Riprese lo zio per la mano. E lui si lasciò condurre, avanti e indietro, pietra dopo pietra: su ogni coppia di megaliti opposti si trovavano solchi diversi, ma sempre identici, a due a due.
«Lucia, sai che nessuno l’aveva mai notato? Da grande diventerai una grande archeologa. Chissà che significa?»
«Uffa! Io mica voglio diventare grande, se poi divento stupida come te!»
«Come me?»
«Sì. Te l’ho già detto che significa! Sono porte! Porte scorrevoli! Anzi» abbracciò con un gesto tutto il cerchio di pietre «porte girevoli, come quelle dell’Ikea! Ma non si muovono! Mi aiuti, zio?»
E si mise a spingere forte forte, col suo corpicino di bambina, contro la “porta” più vicina.
Ma un’altra porta doveva schiudersi affinché lo zio si mettesse ad aiutarla. Era arrugginita, le sue guide un po’ storte, sbeccate, come quelle pietre millenarie. Ma a che serve una porta, se non viene mai aperta?
E, facendo leva sulla roccia col bastone, lo zio spinse con tutte le sue forze…

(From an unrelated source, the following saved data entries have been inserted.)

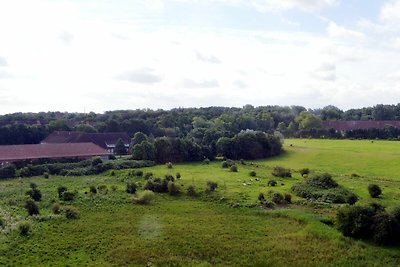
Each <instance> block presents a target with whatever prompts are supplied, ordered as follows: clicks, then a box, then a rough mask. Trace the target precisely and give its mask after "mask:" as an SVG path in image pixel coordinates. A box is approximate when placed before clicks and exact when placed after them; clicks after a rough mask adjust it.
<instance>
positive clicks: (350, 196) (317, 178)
mask: <svg viewBox="0 0 400 267" xmlns="http://www.w3.org/2000/svg"><path fill="white" fill-rule="evenodd" d="M292 191H293V192H294V193H295V194H296V195H297V196H299V197H303V198H307V199H311V200H319V201H323V202H328V203H348V204H354V203H356V202H357V200H358V197H357V196H356V195H355V194H354V193H353V192H351V191H350V190H348V189H346V188H344V187H342V186H339V185H338V184H337V182H336V181H335V180H333V179H332V176H331V175H330V174H327V173H325V174H321V175H314V176H312V177H310V178H307V179H305V180H304V181H302V182H299V183H296V184H294V185H293V186H292Z"/></svg>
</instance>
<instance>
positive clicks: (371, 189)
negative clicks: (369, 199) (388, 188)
mask: <svg viewBox="0 0 400 267" xmlns="http://www.w3.org/2000/svg"><path fill="white" fill-rule="evenodd" d="M368 193H369V195H370V196H371V197H372V198H378V197H379V196H380V195H381V194H382V189H381V188H380V187H379V185H377V184H370V185H368Z"/></svg>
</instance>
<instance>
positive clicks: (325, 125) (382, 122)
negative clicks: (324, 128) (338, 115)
mask: <svg viewBox="0 0 400 267" xmlns="http://www.w3.org/2000/svg"><path fill="white" fill-rule="evenodd" d="M322 123H323V126H324V128H326V129H335V130H336V131H338V132H345V131H350V130H355V129H383V128H385V126H393V127H396V128H400V121H324V122H322Z"/></svg>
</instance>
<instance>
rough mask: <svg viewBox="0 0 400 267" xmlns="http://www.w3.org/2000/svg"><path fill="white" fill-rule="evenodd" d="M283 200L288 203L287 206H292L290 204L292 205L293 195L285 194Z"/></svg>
mask: <svg viewBox="0 0 400 267" xmlns="http://www.w3.org/2000/svg"><path fill="white" fill-rule="evenodd" d="M283 199H284V201H285V202H286V203H287V204H290V203H292V195H291V194H287V193H286V194H284V195H283Z"/></svg>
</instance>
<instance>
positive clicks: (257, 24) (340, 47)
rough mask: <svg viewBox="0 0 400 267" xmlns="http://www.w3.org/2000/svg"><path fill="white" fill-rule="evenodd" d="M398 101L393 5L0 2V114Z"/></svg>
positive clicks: (207, 1) (180, 2)
mask: <svg viewBox="0 0 400 267" xmlns="http://www.w3.org/2000/svg"><path fill="white" fill-rule="evenodd" d="M399 100H400V0H164V1H163V0H118V1H112V0H69V1H66V0H25V1H24V0H13V1H8V0H0V114H7V113H15V112H40V111H68V112H90V111H94V112H104V111H108V110H121V109H145V108H150V109H159V108H160V109H171V108H178V107H208V106H229V107H231V106H235V107H241V106H244V105H246V104H251V105H253V106H266V105H282V106H289V105H302V106H304V107H306V108H322V107H324V106H327V105H335V106H337V107H339V108H341V109H343V110H347V109H350V108H361V107H366V106H374V105H376V104H397V103H398V102H400V101H399Z"/></svg>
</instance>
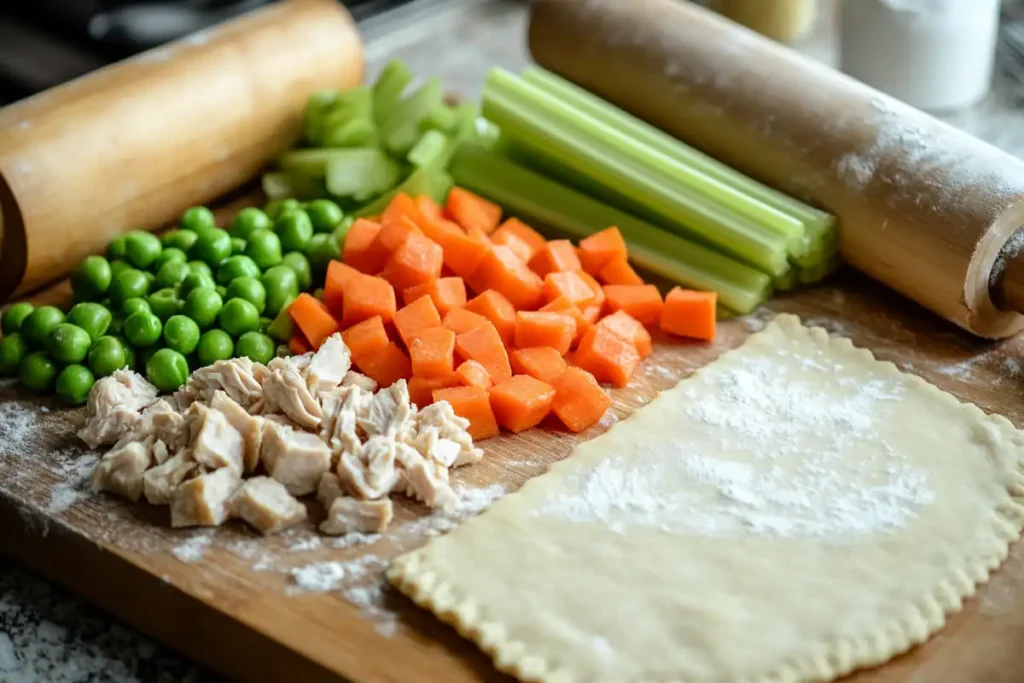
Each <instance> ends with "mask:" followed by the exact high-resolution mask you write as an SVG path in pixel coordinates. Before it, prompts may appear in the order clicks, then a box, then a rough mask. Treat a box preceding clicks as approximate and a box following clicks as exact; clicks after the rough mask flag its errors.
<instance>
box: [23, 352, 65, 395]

E i dolmen presero a girare. Bastava poco, una volta attivato il meccanismo. Il sole tornò indietro, la terra risucchiò l’alba, nella notte sorse il tramonto, per mille, diecimila, ventimila volte, fino a che i segni a V si toccarono. Combaciavano perfettamente.
Lucia guardò felice verso suo zio. Ma non c’era più. Al suo posto, c’era un bimbo come lei, dai tratti vagamente famigliari. E nel pugno stringeva una spada. La estrasse dalla base della porta di pietra. La roccia era liscia, levigata. Come nuova.
Lucia sorrise. Si presero per mano: «Vieni a giocare?»